Friday, October 3, 2014
positive by Paige Rawl, with Ali Benjamin
The Mmeh Okay. Initially motivated by wanting to know how Paige’s classmate’s learned she was HIV positive, led me to prematurely, as I read, viewing this story would be more suitable for young people. I was wrong. This story is for everyone.
The Best Part. Not only is Paige’s story genuinely touching, it is informative, enlightening and educational. Paige’s mother should be very proud of her daughter. I know I was. I as well sing odes of praises to the Mariah’s and Amber’s (oh I so loved me some Amber), and Erin and Heather, and Herron School, and Eva and Camp Kindle, along with its many members.
I cried for Paige’s mother too. She handled things in the best way she knew how at the time. Ironically, there was a lot of emphasis put on education and awareness after-the-fact; the paradigm that needled me in the opening, leading to my early speculations. Had Paige been aware of the stigmas associated with sharing “the something she had” this story may have never been the story it became, which it is on this petal that Paige’s painful experience blossoms, the makings of a timely important memoir.
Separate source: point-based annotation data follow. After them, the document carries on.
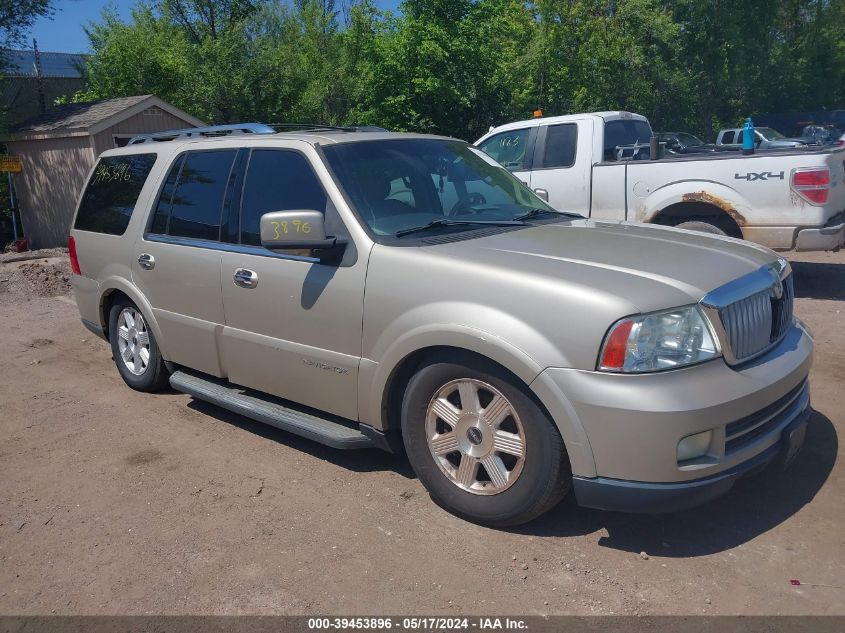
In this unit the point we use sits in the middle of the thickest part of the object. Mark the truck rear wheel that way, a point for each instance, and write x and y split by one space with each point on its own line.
481 446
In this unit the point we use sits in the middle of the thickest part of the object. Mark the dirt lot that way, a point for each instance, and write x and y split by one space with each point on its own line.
115 502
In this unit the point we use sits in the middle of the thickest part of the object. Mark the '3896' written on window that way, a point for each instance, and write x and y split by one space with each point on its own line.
112 192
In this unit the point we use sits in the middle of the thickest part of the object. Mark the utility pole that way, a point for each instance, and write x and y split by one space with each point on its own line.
39 77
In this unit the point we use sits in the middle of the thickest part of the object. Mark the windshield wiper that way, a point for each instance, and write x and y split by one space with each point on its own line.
533 213
451 222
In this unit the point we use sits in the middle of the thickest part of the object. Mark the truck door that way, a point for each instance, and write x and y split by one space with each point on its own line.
561 165
514 149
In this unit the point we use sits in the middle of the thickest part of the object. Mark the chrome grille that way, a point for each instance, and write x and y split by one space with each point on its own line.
748 324
755 322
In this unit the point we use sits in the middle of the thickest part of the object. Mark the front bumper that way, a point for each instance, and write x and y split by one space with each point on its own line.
642 497
830 237
630 425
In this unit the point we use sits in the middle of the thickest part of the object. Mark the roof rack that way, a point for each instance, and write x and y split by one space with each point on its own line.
317 127
214 130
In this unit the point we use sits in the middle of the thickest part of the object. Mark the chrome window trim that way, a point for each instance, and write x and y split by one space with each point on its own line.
766 277
241 249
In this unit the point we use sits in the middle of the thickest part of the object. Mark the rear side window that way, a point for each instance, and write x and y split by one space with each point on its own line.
112 192
508 148
191 202
561 141
277 180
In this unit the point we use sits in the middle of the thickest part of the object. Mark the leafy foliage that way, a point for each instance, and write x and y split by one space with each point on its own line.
457 66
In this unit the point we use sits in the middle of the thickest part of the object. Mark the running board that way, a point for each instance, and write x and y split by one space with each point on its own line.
328 430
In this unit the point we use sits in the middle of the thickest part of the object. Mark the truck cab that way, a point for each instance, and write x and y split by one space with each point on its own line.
599 165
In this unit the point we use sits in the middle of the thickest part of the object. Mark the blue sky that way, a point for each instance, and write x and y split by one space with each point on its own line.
64 32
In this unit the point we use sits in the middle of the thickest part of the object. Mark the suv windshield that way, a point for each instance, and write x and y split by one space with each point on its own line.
402 184
688 140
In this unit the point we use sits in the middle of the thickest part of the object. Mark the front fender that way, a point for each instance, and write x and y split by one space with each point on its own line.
375 376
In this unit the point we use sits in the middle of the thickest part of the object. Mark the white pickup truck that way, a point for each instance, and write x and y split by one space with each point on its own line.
786 200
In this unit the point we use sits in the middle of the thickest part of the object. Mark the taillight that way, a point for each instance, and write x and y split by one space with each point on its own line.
616 347
812 184
74 260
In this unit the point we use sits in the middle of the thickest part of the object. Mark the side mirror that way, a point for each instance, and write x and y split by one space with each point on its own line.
282 230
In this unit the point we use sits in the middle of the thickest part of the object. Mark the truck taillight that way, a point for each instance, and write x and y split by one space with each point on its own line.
74 260
812 184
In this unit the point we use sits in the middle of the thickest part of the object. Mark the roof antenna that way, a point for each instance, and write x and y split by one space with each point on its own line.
39 77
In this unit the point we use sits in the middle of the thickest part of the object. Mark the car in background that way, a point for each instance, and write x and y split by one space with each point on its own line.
765 138
821 134
597 164
683 143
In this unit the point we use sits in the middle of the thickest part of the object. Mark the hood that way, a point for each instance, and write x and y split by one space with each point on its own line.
651 267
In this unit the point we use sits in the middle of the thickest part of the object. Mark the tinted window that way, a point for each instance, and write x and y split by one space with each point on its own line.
277 180
112 192
560 145
624 132
198 198
508 148
162 212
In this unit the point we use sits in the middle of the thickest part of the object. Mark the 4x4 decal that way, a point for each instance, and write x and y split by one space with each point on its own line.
763 175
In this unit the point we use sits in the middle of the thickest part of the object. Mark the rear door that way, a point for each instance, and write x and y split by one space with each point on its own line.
561 166
296 331
176 263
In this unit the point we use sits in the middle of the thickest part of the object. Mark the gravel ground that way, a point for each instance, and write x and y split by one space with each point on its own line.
44 273
116 502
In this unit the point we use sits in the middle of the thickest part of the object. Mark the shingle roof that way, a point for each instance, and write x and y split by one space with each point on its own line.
76 116
22 64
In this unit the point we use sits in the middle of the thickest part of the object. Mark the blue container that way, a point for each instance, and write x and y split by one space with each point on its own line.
748 137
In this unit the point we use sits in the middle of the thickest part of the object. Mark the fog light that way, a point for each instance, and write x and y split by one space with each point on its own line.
693 446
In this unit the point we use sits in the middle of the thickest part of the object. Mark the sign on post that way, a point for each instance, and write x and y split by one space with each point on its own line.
11 164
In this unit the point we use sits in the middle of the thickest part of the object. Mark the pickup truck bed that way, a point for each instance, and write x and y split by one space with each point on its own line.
786 199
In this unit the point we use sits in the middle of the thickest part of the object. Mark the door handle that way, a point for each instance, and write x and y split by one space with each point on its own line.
245 278
146 261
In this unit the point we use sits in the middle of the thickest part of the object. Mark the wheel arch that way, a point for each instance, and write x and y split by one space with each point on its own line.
389 391
114 289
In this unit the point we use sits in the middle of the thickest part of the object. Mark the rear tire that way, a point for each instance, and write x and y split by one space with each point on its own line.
507 463
134 348
702 227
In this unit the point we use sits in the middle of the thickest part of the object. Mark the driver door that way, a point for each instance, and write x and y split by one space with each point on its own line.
295 329
514 150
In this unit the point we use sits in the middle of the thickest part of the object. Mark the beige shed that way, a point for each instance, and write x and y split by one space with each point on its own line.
59 148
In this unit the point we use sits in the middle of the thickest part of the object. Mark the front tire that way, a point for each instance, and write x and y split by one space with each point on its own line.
481 446
134 348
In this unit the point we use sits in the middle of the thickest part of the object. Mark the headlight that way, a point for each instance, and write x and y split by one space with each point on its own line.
658 341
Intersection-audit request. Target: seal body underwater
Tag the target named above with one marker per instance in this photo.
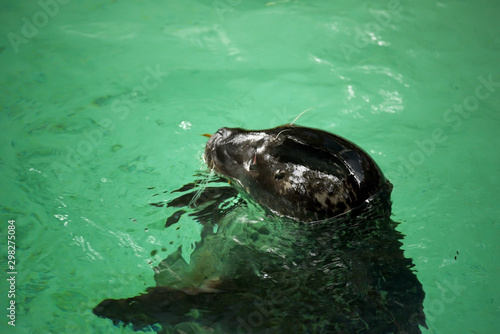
(327, 259)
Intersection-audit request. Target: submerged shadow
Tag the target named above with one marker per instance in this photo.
(342, 275)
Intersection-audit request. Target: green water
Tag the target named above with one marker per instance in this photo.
(102, 100)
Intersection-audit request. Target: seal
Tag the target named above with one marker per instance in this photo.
(298, 172)
(338, 269)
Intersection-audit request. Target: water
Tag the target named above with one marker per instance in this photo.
(103, 100)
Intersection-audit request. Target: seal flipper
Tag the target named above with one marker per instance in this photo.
(167, 306)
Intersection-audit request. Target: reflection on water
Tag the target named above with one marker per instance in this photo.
(273, 275)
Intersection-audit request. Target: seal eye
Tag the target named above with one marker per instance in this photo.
(279, 175)
(253, 163)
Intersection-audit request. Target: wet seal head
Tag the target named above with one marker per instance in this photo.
(298, 172)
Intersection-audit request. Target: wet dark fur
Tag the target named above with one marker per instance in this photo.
(344, 274)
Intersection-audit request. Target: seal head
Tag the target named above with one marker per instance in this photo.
(298, 172)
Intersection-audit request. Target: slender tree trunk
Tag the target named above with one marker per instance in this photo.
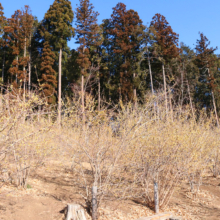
(24, 68)
(165, 88)
(99, 95)
(83, 101)
(29, 69)
(135, 93)
(190, 100)
(3, 67)
(94, 203)
(151, 77)
(214, 105)
(59, 88)
(182, 90)
(16, 77)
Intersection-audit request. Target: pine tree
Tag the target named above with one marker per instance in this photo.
(87, 28)
(48, 81)
(3, 23)
(13, 30)
(205, 62)
(126, 34)
(57, 30)
(166, 45)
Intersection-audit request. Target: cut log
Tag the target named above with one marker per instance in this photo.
(161, 216)
(75, 212)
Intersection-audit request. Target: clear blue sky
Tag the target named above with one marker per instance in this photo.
(186, 17)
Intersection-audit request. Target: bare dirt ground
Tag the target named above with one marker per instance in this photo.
(52, 187)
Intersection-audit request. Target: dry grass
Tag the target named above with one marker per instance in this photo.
(147, 146)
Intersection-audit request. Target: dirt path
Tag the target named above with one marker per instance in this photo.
(51, 189)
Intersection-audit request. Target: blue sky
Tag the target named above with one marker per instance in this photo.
(186, 17)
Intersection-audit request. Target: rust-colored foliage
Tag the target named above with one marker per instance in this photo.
(87, 29)
(205, 60)
(19, 30)
(126, 34)
(165, 38)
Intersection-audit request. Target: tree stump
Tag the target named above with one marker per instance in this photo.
(75, 212)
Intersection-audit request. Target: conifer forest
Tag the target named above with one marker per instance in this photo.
(129, 116)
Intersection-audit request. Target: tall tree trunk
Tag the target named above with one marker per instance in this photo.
(83, 103)
(214, 105)
(24, 67)
(165, 88)
(16, 77)
(59, 88)
(29, 69)
(190, 100)
(3, 67)
(182, 89)
(135, 93)
(99, 95)
(151, 77)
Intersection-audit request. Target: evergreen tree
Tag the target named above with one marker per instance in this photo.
(166, 45)
(57, 30)
(206, 82)
(125, 38)
(87, 28)
(48, 81)
(3, 23)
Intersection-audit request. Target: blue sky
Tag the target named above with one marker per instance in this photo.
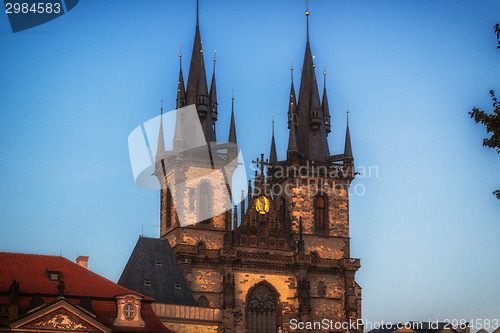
(427, 226)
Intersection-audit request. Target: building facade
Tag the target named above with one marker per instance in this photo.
(40, 293)
(283, 253)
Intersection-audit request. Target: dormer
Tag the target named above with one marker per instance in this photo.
(128, 311)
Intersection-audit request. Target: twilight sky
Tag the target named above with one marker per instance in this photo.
(424, 223)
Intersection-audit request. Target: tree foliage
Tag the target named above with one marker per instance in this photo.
(491, 120)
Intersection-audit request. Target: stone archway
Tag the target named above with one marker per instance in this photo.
(263, 309)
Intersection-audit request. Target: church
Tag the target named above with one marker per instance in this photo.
(282, 254)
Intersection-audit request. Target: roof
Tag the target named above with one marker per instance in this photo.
(154, 262)
(30, 270)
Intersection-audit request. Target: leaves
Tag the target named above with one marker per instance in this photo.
(491, 122)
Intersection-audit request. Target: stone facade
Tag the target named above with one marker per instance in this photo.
(284, 252)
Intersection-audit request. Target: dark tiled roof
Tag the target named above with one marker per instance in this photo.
(152, 270)
(30, 271)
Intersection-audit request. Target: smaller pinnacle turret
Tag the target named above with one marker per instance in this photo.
(232, 126)
(273, 157)
(347, 147)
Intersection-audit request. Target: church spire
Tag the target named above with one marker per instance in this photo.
(292, 152)
(292, 103)
(232, 126)
(273, 157)
(324, 105)
(197, 89)
(213, 94)
(311, 134)
(160, 148)
(181, 91)
(347, 147)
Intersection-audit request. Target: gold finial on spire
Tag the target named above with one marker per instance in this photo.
(273, 122)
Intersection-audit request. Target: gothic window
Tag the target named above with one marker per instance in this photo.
(200, 248)
(262, 313)
(321, 289)
(321, 213)
(129, 311)
(205, 200)
(283, 209)
(203, 302)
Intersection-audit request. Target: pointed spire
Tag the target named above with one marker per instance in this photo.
(273, 157)
(160, 148)
(307, 19)
(197, 12)
(347, 147)
(324, 105)
(181, 91)
(300, 243)
(197, 89)
(292, 103)
(213, 94)
(310, 132)
(292, 143)
(232, 126)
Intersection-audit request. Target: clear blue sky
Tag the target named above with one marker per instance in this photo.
(427, 228)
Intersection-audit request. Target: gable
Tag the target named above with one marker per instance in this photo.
(59, 317)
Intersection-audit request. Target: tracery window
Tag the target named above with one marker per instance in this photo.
(262, 311)
(320, 213)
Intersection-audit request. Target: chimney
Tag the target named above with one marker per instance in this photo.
(82, 261)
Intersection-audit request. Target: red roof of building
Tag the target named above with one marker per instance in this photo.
(30, 270)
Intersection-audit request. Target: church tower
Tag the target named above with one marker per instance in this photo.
(283, 253)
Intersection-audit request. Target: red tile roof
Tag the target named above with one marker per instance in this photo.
(30, 271)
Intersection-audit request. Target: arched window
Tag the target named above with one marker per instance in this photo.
(321, 216)
(203, 302)
(321, 289)
(200, 248)
(204, 203)
(262, 312)
(169, 210)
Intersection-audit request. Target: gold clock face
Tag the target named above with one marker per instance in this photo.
(262, 205)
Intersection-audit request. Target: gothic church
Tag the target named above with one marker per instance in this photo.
(275, 257)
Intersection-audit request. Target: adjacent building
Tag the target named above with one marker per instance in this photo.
(40, 293)
(280, 254)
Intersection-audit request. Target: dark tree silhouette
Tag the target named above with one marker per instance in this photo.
(491, 120)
Paige’s assessments on handling the gravest social disease of all—acute meanness—are beyond reproach. That was one of the many moving parts in her account that wholly enlightened and grabbed me. Again, this is one of the best memoirs I’ve read this year. Kudos to Ali Benjamin as well. I thank you both for pulling together an incredible, very well done memoir. Highly Recommended!